So a while back I made a post where I stated that FATE is not for everyone and it is not for every situation. I stand by that still. But I was surprised to find out just how many people disagree with me on this issue. A number of Kickstarter projects have had people demand FATE versions of their rules in exchange for support. Gamers have refused to participate in events unless someone runs a FATE game. And of course people that try to design their own FATE settings are being told that their rules are not “good enough” for FATE.
That last one really hits home since both Taylor and I have been designing our own systems based on TV shows we love. I mean, isn’t one of the big advantages of a system like FATE supposed to be that we can play in a Star Trek, Air Bender, or Firefly setting?

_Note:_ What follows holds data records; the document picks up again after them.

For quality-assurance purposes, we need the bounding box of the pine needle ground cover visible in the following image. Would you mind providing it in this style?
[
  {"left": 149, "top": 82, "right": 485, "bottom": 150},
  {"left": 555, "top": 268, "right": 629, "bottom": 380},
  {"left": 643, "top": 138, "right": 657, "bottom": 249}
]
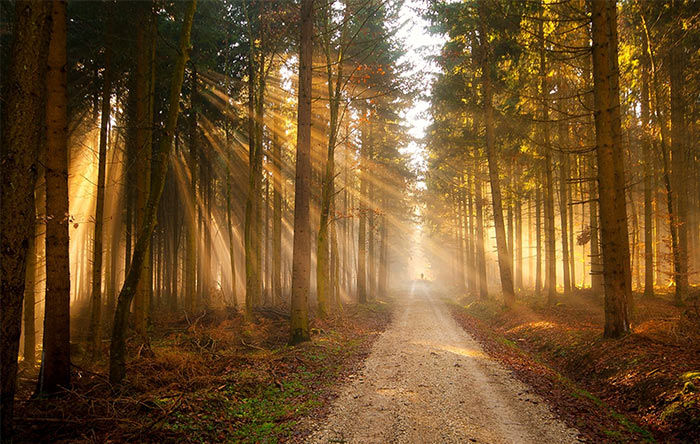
[
  {"left": 16, "top": 302, "right": 391, "bottom": 443},
  {"left": 451, "top": 292, "right": 700, "bottom": 442}
]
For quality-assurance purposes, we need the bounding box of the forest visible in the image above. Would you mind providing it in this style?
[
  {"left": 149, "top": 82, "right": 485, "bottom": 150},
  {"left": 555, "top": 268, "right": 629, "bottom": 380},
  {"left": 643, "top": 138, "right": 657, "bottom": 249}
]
[{"left": 0, "top": 0, "right": 700, "bottom": 443}]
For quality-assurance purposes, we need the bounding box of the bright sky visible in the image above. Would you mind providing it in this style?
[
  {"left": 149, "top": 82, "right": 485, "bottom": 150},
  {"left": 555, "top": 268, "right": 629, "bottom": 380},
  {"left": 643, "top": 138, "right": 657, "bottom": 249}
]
[
  {"left": 398, "top": 0, "right": 444, "bottom": 279},
  {"left": 398, "top": 0, "right": 444, "bottom": 186}
]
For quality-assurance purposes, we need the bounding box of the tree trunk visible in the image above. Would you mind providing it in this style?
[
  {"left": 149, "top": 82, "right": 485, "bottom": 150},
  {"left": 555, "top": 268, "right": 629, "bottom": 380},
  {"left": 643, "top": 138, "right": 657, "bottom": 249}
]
[
  {"left": 88, "top": 18, "right": 112, "bottom": 354},
  {"left": 479, "top": 0, "right": 515, "bottom": 307},
  {"left": 37, "top": 0, "right": 70, "bottom": 394},
  {"left": 474, "top": 168, "right": 489, "bottom": 300},
  {"left": 185, "top": 69, "right": 199, "bottom": 313},
  {"left": 514, "top": 196, "right": 523, "bottom": 290},
  {"left": 289, "top": 0, "right": 314, "bottom": 345},
  {"left": 272, "top": 132, "right": 284, "bottom": 304},
  {"left": 559, "top": 149, "right": 571, "bottom": 294},
  {"left": 591, "top": 0, "right": 631, "bottom": 338},
  {"left": 641, "top": 66, "right": 654, "bottom": 298},
  {"left": 669, "top": 26, "right": 688, "bottom": 305},
  {"left": 133, "top": 1, "right": 155, "bottom": 338},
  {"left": 0, "top": 0, "right": 51, "bottom": 441},
  {"left": 357, "top": 116, "right": 369, "bottom": 304},
  {"left": 23, "top": 229, "right": 38, "bottom": 366},
  {"left": 225, "top": 122, "right": 238, "bottom": 310},
  {"left": 537, "top": 3, "right": 557, "bottom": 305},
  {"left": 109, "top": 0, "right": 197, "bottom": 384},
  {"left": 535, "top": 184, "right": 542, "bottom": 295}
]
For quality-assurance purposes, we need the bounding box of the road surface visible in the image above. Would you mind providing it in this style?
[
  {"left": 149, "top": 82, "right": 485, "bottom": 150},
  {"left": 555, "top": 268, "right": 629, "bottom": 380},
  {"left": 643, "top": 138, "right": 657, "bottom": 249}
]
[{"left": 308, "top": 282, "right": 579, "bottom": 444}]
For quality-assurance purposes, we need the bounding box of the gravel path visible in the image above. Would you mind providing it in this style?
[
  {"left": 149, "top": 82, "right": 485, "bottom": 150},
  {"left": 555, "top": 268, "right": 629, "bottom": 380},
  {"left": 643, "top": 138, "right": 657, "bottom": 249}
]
[{"left": 308, "top": 283, "right": 578, "bottom": 444}]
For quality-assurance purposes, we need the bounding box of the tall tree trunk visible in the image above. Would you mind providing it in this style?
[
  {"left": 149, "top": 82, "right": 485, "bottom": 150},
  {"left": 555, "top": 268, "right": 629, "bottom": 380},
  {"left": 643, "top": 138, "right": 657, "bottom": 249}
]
[
  {"left": 88, "top": 18, "right": 112, "bottom": 353},
  {"left": 479, "top": 0, "right": 515, "bottom": 306},
  {"left": 272, "top": 132, "right": 284, "bottom": 304},
  {"left": 225, "top": 121, "right": 238, "bottom": 309},
  {"left": 559, "top": 149, "right": 571, "bottom": 294},
  {"left": 669, "top": 23, "right": 688, "bottom": 305},
  {"left": 37, "top": 0, "right": 70, "bottom": 394},
  {"left": 474, "top": 169, "right": 489, "bottom": 300},
  {"left": 535, "top": 185, "right": 542, "bottom": 296},
  {"left": 641, "top": 64, "right": 654, "bottom": 297},
  {"left": 588, "top": 157, "right": 604, "bottom": 294},
  {"left": 289, "top": 0, "right": 314, "bottom": 345},
  {"left": 109, "top": 0, "right": 197, "bottom": 384},
  {"left": 134, "top": 1, "right": 155, "bottom": 338},
  {"left": 514, "top": 196, "right": 523, "bottom": 290},
  {"left": 0, "top": 0, "right": 51, "bottom": 441},
  {"left": 591, "top": 0, "right": 632, "bottom": 338},
  {"left": 357, "top": 116, "right": 370, "bottom": 304},
  {"left": 537, "top": 6, "right": 557, "bottom": 305},
  {"left": 23, "top": 227, "right": 38, "bottom": 366},
  {"left": 185, "top": 69, "right": 199, "bottom": 313}
]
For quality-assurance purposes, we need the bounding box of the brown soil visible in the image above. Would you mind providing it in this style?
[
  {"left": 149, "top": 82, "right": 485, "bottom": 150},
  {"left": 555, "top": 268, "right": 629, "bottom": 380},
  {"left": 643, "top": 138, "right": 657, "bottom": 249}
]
[
  {"left": 453, "top": 293, "right": 700, "bottom": 442},
  {"left": 15, "top": 303, "right": 390, "bottom": 443}
]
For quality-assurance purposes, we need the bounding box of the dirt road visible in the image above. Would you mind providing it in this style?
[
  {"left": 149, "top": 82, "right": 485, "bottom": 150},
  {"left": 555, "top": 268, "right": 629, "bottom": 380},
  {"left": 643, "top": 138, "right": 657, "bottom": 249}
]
[{"left": 308, "top": 283, "right": 578, "bottom": 444}]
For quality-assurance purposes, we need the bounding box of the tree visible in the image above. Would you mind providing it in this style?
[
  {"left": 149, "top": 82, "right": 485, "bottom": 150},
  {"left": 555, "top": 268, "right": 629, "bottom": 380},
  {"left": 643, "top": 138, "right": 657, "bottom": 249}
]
[
  {"left": 37, "top": 0, "right": 71, "bottom": 395},
  {"left": 0, "top": 0, "right": 51, "bottom": 441},
  {"left": 109, "top": 0, "right": 197, "bottom": 384},
  {"left": 88, "top": 7, "right": 112, "bottom": 353},
  {"left": 590, "top": 0, "right": 632, "bottom": 338},
  {"left": 479, "top": 0, "right": 515, "bottom": 307},
  {"left": 289, "top": 0, "right": 314, "bottom": 345}
]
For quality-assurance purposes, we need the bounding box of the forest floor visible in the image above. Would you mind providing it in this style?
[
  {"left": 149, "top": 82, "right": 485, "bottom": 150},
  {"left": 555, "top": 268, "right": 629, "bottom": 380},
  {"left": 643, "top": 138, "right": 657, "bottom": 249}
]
[
  {"left": 15, "top": 302, "right": 391, "bottom": 443},
  {"left": 452, "top": 291, "right": 700, "bottom": 443},
  {"left": 309, "top": 282, "right": 579, "bottom": 444}
]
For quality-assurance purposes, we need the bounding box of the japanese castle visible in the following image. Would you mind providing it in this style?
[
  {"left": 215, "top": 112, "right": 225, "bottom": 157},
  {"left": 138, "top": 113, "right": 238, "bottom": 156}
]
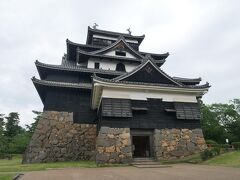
[{"left": 24, "top": 26, "right": 210, "bottom": 163}]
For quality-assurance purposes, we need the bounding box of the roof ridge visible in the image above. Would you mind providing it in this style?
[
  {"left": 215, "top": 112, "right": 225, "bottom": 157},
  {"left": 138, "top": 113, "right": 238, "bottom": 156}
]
[
  {"left": 93, "top": 75, "right": 211, "bottom": 89},
  {"left": 84, "top": 36, "right": 143, "bottom": 58},
  {"left": 35, "top": 60, "right": 122, "bottom": 75},
  {"left": 114, "top": 56, "right": 183, "bottom": 86},
  {"left": 88, "top": 26, "right": 145, "bottom": 38},
  {"left": 31, "top": 76, "right": 92, "bottom": 89}
]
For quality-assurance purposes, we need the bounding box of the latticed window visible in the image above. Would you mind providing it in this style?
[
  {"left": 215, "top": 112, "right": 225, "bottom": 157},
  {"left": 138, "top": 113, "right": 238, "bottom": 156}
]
[{"left": 116, "top": 63, "right": 126, "bottom": 72}]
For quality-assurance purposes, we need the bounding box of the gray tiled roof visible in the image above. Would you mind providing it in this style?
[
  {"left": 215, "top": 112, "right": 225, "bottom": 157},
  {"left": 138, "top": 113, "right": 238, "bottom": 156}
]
[
  {"left": 35, "top": 61, "right": 124, "bottom": 75},
  {"left": 172, "top": 77, "right": 202, "bottom": 82},
  {"left": 32, "top": 77, "right": 92, "bottom": 89},
  {"left": 93, "top": 74, "right": 210, "bottom": 89}
]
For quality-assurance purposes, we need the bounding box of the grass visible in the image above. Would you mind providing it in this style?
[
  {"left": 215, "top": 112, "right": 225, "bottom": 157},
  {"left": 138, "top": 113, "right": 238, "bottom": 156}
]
[
  {"left": 160, "top": 154, "right": 202, "bottom": 164},
  {"left": 0, "top": 155, "right": 97, "bottom": 180},
  {"left": 202, "top": 151, "right": 240, "bottom": 168}
]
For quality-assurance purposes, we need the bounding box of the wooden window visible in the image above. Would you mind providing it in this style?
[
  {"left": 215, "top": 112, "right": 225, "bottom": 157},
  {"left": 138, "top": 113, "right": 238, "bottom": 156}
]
[
  {"left": 94, "top": 62, "right": 100, "bottom": 69},
  {"left": 116, "top": 63, "right": 126, "bottom": 72},
  {"left": 115, "top": 51, "right": 126, "bottom": 56}
]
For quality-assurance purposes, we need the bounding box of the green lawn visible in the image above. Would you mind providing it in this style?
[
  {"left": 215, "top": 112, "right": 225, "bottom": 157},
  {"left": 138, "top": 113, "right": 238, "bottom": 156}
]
[
  {"left": 0, "top": 155, "right": 98, "bottom": 180},
  {"left": 202, "top": 151, "right": 240, "bottom": 168},
  {"left": 159, "top": 154, "right": 202, "bottom": 164}
]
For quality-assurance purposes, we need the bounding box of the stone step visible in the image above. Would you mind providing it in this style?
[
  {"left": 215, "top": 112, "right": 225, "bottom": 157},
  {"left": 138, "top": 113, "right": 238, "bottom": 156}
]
[
  {"left": 133, "top": 164, "right": 171, "bottom": 168},
  {"left": 132, "top": 161, "right": 159, "bottom": 165},
  {"left": 133, "top": 158, "right": 155, "bottom": 162}
]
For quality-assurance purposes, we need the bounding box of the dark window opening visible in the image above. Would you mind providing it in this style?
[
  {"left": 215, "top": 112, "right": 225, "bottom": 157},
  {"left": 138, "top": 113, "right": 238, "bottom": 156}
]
[
  {"left": 132, "top": 136, "right": 150, "bottom": 158},
  {"left": 116, "top": 63, "right": 126, "bottom": 72},
  {"left": 115, "top": 51, "right": 126, "bottom": 56},
  {"left": 94, "top": 62, "right": 100, "bottom": 69}
]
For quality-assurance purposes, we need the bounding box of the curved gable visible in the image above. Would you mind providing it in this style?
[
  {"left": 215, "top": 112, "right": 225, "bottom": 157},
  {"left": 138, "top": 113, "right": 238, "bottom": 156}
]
[{"left": 114, "top": 60, "right": 182, "bottom": 86}]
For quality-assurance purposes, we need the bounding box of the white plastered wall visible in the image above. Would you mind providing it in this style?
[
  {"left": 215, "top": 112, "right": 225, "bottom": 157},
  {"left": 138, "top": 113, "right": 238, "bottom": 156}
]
[
  {"left": 87, "top": 58, "right": 138, "bottom": 72},
  {"left": 104, "top": 51, "right": 136, "bottom": 59},
  {"left": 102, "top": 87, "right": 197, "bottom": 103}
]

But I don’t really want to gripe about fears or misinformation. What I would really like to do is take a moment to talk about why people love the FATE system (we do too!) and also why it is ok to love other systems.
What Is Great About FATE?
A lot of people that play FATE are in it for the freedom, the ability to do whatever they want. The joke is that “so long as you can bluff the game master into thinking you can do something with your best skill then you can get away with anything.” To which I reply, “Or you could spend a Fate Point to just declare that whatever you were trying to do just happens anyway.”

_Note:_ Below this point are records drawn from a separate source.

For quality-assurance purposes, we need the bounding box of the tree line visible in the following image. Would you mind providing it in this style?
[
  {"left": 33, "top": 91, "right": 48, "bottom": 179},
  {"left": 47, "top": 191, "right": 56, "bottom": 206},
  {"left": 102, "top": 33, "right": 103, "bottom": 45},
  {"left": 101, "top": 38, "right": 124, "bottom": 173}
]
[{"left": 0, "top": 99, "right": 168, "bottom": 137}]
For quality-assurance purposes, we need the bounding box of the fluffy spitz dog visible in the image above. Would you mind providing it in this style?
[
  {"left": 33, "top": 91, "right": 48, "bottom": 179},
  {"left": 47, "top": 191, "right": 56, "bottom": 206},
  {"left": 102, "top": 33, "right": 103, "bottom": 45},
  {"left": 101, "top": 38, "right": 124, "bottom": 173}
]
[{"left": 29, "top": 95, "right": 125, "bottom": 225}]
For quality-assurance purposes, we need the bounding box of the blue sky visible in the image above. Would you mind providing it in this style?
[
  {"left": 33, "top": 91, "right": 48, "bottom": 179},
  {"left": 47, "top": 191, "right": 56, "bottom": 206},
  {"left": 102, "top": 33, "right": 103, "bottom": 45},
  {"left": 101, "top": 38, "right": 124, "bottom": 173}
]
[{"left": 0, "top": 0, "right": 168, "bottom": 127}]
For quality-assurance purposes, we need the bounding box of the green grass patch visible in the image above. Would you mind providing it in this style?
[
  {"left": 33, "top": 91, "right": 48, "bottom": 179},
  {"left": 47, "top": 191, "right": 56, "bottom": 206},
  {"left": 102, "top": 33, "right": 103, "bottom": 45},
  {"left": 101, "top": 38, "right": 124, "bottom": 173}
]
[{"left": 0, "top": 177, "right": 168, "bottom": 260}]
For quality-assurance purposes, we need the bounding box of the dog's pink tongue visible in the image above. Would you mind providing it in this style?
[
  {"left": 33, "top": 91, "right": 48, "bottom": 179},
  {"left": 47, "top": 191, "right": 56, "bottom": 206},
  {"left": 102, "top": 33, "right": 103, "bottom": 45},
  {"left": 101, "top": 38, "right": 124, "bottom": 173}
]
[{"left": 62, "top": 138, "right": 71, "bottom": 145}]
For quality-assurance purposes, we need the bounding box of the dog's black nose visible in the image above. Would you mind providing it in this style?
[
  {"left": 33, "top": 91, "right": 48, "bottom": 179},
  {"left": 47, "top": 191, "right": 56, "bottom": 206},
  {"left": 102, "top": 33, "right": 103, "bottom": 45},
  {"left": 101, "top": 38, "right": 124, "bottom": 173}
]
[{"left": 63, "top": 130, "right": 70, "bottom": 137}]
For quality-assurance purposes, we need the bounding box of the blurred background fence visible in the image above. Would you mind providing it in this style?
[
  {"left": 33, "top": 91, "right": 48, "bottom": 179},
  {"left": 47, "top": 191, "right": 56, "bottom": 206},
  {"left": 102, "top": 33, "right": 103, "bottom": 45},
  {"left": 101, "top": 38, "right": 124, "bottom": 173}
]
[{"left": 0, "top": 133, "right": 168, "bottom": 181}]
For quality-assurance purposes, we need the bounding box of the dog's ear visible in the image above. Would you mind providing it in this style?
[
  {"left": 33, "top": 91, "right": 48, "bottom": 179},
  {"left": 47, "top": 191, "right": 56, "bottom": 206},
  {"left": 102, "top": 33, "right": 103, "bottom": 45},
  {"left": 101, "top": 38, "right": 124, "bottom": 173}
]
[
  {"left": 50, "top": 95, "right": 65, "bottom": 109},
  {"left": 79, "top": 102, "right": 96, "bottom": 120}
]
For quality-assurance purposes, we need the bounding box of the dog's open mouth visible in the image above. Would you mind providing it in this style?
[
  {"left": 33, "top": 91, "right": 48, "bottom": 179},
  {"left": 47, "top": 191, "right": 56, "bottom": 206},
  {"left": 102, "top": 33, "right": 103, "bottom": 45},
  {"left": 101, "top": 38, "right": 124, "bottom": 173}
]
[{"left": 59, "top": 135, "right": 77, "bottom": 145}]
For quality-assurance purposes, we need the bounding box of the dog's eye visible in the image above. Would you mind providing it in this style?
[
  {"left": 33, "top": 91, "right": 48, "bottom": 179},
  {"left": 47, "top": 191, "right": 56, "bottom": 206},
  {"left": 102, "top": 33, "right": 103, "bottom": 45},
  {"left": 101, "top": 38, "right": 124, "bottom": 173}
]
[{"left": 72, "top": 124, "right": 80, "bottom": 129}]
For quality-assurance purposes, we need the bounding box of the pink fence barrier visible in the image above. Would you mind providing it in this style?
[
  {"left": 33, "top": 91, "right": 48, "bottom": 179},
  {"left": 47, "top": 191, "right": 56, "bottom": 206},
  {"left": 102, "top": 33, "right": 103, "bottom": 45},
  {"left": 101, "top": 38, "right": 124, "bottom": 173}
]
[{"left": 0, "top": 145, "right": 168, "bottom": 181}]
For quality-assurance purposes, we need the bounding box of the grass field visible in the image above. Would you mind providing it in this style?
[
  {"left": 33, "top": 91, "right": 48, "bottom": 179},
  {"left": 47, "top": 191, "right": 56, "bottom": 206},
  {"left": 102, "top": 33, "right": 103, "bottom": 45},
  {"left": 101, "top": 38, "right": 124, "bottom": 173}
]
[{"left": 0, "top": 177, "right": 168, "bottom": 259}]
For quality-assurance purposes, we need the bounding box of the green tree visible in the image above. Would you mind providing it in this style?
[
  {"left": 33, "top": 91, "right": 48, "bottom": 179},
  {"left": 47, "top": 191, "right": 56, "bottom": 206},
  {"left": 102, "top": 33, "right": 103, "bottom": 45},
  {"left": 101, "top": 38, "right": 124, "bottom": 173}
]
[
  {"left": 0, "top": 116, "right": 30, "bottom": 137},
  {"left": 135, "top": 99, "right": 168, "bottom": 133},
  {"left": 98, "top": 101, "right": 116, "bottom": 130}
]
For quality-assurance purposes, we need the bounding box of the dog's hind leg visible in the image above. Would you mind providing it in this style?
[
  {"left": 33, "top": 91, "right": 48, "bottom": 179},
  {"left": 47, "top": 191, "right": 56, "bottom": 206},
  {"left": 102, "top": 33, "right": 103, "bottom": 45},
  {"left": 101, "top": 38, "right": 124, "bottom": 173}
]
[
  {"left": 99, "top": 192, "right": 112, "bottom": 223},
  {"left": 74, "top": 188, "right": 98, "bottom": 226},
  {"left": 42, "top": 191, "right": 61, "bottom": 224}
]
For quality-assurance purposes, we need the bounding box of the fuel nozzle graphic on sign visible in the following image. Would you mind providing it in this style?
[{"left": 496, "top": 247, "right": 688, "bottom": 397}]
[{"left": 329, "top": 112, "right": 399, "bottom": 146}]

One of the biggest advantages that tabletop roleplaying games have is that they give us a chance to do whatever we want, and FATE is especially good at making that easy for players and GMs alike. How can you not love that?
FATE also supports MANY settings and worlds, limited only by time and imagination. It has the potential to satisfy our need for variety while still giving us the familiarity of basic rules.
Why People Stop Playing FATE
Believe it or not, a lot of people that have been playing FATE games do not play them exclusively. While I have never played a game with someone that didn’t enjoy the rules, there are some things that FATE just is not good at offering.
Every time I type something like that, I imagine myself ducking a rotten tomato for some reason. Oh well.
FATE is not crunch, and by crunch I mean heavy with rules and setting materials. You do not have to memorize much of anything to play FATE, and you pretty much establish (and change) the setting as you go. This is not always a good thing.
I understand why gamers may be anti-crunchiness. It can be frustrating when you fail at trying to do something awesome in a game (like trying to flip while being grappled so that the guy lands on the spear your servant is holding up). We want to be able to do all the cool things all the time, and when you finally experience a game that lets you do that it can be an amazing feeling that you never want to let go of.
Why Do Some Players Like Crunchy Games?
People have reacted to the extreme with the anti-crunchiness that FATE offers (and have ruined a lot of potentially good games with that passion). But I know that a lot of people here, even people that I have run FATE games for, have started to swing back to the crunchier games because they not only offer realism but more concrete tools to work with (what fanatics would call “limits”).
Imagine your player’s character wakes up in a dark room. You ask them what they want to do. They ask what their options are. You tell them they can do whatever they can think of. So they say that their character teleports to their mecha and starts shooting the big guns.
Context and rules really do help us move forward, and a lot of those limiting rules actually help make the game feel like it’s really taking place in the world we imagine it to be in. Granted a lot of people that really love the current FATE versions consider limitations to be anti-FATE, but I like to think that this is the result of bad experiences rather than realism. After all, many of us have been enjoying tabletop RPGs since long before FATE was around. Just because it is a great system doesn’t mean it now has to be the only system.
Why Do We Create?
If you run games long enough, eventually you are going to want to make your own rules. This could be as simple as creating a couple of house rules for a familiar game or as complicated as designing your own system for players to try. Our hobby is very good at encouraging creativity for players and game masters alike, and I think that is a wonderful thing.
That being said, everyone is a critic and it is easy to get your feelings hurt when something you create is not appreciated. Even when the criticism is meant to be constructive, it is still hard to swallow most of the time. I encourage those of us that enjoy making new games to remember not to dismiss criticism but also to not take it personally, even if it is obviously intended to be personal.
The golden rule of game creation is this: work towards making something that you and your group will enjoy playing. If you can accomplish that, then you have made a good game and a good setting.
Despite the controversy, I still highly recommend FATE to anyone wanting to try and design their own setting. It is extremely flexible, and honestly you can make your setting as crunchy as you want no matter what anyone else tells you.
If you agree, disagree, or are just generally confused feel free to let us know. I would be a bit of a hypocrite if I said all of this and didn’t actually try to apply it to myself.